= Center for COVID Control =

COVID-19 testing company

Center for Covid Control (CCC) is a pop-up laboratory testing company based in Rolling Meadows, Illinois. It had a peak of 300 testing sites, often in storefronts or temporary buildings. In January 2022 USA Today named the entity in an article about problems with pop-up testing sites, and stated that it was under investigation by several state and federal agencies.

CCC has received at least $124 million in federal reimbursements.
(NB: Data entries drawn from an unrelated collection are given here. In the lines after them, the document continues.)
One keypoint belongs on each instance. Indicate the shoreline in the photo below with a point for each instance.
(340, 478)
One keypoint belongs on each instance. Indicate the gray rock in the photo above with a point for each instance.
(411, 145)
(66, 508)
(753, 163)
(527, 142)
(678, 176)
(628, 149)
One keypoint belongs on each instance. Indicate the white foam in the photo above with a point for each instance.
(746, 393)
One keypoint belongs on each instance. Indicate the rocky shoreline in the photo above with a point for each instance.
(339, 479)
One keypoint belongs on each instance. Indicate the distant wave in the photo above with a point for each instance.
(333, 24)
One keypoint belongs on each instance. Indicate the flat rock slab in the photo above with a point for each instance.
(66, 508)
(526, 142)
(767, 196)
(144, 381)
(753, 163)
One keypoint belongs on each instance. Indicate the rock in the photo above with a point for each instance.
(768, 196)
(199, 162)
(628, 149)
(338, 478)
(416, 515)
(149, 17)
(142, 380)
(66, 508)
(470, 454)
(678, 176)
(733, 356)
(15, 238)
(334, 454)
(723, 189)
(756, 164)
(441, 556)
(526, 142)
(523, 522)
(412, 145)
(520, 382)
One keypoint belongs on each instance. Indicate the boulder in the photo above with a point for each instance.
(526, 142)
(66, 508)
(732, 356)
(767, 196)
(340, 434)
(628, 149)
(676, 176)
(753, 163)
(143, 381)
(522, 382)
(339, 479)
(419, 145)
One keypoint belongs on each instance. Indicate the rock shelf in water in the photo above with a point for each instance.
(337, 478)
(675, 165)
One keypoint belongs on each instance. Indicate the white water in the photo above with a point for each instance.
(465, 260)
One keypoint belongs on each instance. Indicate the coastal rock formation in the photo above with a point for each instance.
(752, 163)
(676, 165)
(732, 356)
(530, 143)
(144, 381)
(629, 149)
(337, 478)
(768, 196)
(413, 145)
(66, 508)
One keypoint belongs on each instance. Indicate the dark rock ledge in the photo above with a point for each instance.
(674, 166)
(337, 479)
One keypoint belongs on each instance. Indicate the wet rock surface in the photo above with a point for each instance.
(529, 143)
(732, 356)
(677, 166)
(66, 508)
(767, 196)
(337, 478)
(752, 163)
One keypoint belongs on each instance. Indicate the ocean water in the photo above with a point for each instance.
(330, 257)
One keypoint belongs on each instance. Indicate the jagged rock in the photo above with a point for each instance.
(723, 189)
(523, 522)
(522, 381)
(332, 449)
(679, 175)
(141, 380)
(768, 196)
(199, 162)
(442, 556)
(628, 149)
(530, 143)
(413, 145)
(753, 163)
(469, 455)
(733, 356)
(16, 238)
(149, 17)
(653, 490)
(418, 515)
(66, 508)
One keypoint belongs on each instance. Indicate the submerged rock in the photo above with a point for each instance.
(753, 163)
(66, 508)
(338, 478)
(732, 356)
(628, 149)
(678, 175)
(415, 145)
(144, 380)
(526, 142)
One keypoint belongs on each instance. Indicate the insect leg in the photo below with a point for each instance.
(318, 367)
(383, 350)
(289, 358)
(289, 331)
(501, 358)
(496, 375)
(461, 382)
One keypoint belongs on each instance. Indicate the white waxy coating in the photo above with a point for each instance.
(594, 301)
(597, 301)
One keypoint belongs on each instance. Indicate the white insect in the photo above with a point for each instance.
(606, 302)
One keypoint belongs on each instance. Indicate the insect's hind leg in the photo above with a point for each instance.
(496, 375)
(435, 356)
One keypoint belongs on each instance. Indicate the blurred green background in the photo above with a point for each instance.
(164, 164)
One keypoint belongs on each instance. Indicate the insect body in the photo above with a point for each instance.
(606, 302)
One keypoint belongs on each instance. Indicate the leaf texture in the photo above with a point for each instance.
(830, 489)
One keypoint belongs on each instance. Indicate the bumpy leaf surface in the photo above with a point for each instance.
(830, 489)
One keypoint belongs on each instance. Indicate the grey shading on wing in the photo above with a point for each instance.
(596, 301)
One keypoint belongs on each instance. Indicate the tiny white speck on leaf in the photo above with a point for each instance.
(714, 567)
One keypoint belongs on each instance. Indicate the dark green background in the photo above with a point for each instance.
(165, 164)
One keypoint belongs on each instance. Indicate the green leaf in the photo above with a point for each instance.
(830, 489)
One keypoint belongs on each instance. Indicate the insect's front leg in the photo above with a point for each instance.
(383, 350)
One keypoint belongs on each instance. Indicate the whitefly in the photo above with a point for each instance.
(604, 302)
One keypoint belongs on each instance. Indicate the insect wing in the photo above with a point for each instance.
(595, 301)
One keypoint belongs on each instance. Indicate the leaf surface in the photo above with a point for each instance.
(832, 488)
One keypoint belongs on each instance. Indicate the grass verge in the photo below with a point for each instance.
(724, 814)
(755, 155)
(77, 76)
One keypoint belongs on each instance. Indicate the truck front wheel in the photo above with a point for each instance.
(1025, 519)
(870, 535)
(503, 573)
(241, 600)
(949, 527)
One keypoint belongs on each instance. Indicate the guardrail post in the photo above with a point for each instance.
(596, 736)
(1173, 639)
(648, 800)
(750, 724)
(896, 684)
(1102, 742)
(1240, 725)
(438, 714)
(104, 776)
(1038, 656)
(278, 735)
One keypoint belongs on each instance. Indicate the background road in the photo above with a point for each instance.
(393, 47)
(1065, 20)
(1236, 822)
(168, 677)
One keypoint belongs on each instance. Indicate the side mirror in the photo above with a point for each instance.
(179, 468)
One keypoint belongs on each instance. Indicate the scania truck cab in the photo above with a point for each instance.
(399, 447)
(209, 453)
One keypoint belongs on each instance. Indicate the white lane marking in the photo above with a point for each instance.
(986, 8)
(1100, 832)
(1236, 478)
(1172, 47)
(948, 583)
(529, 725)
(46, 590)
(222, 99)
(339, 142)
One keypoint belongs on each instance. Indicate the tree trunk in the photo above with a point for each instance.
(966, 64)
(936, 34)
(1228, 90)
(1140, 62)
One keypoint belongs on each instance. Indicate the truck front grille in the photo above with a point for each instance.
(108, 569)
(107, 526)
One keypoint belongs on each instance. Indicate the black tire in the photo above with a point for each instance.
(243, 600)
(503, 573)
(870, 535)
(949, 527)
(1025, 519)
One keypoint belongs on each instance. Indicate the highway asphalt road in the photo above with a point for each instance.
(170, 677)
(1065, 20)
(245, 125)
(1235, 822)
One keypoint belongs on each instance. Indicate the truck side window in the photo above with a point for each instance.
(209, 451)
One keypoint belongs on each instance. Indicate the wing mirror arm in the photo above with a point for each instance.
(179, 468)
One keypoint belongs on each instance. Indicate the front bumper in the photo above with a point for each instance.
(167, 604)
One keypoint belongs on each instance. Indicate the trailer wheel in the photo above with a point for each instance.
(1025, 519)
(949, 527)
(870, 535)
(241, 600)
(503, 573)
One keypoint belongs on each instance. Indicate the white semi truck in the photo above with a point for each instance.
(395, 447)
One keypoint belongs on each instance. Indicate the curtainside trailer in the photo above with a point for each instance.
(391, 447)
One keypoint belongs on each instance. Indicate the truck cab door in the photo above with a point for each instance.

CCC is associated with Doctors Clinical Laboratory, and shares the same office address. A pigments supplier named DCL Corporation has sent a cease and desist to Doctors Clinical Laboratory for using their trademarked logo.

By January 13, 2022, the Doctors Clinical Laboratory was under investigation by the Center for Clinical Standards and Quality, part of Centers for Medicare and Medicaid Services. Investigations in November and December had found serious problems with CCC and DCL, stating "non-compliance" and cited the lab for "immediate jeopardy".

CCC announced on January 14, 2022, that it would pause its operations for a week to train staff.

On January 19, 2022, the Minnesota Attorney General's Office filed a suit against the company for deceptive practices. Several consumer complaints documented filled out the online testing form but never giving a sample, then receiving a rapid antigen testing report stating their test was negative. The attorney general of Colorado demanded that the company cease COVID testing operations in the state, and the city of Worcester, Massachusetts demanded CCC shut down.

The company is under investigation by the Oregon Department of Justice.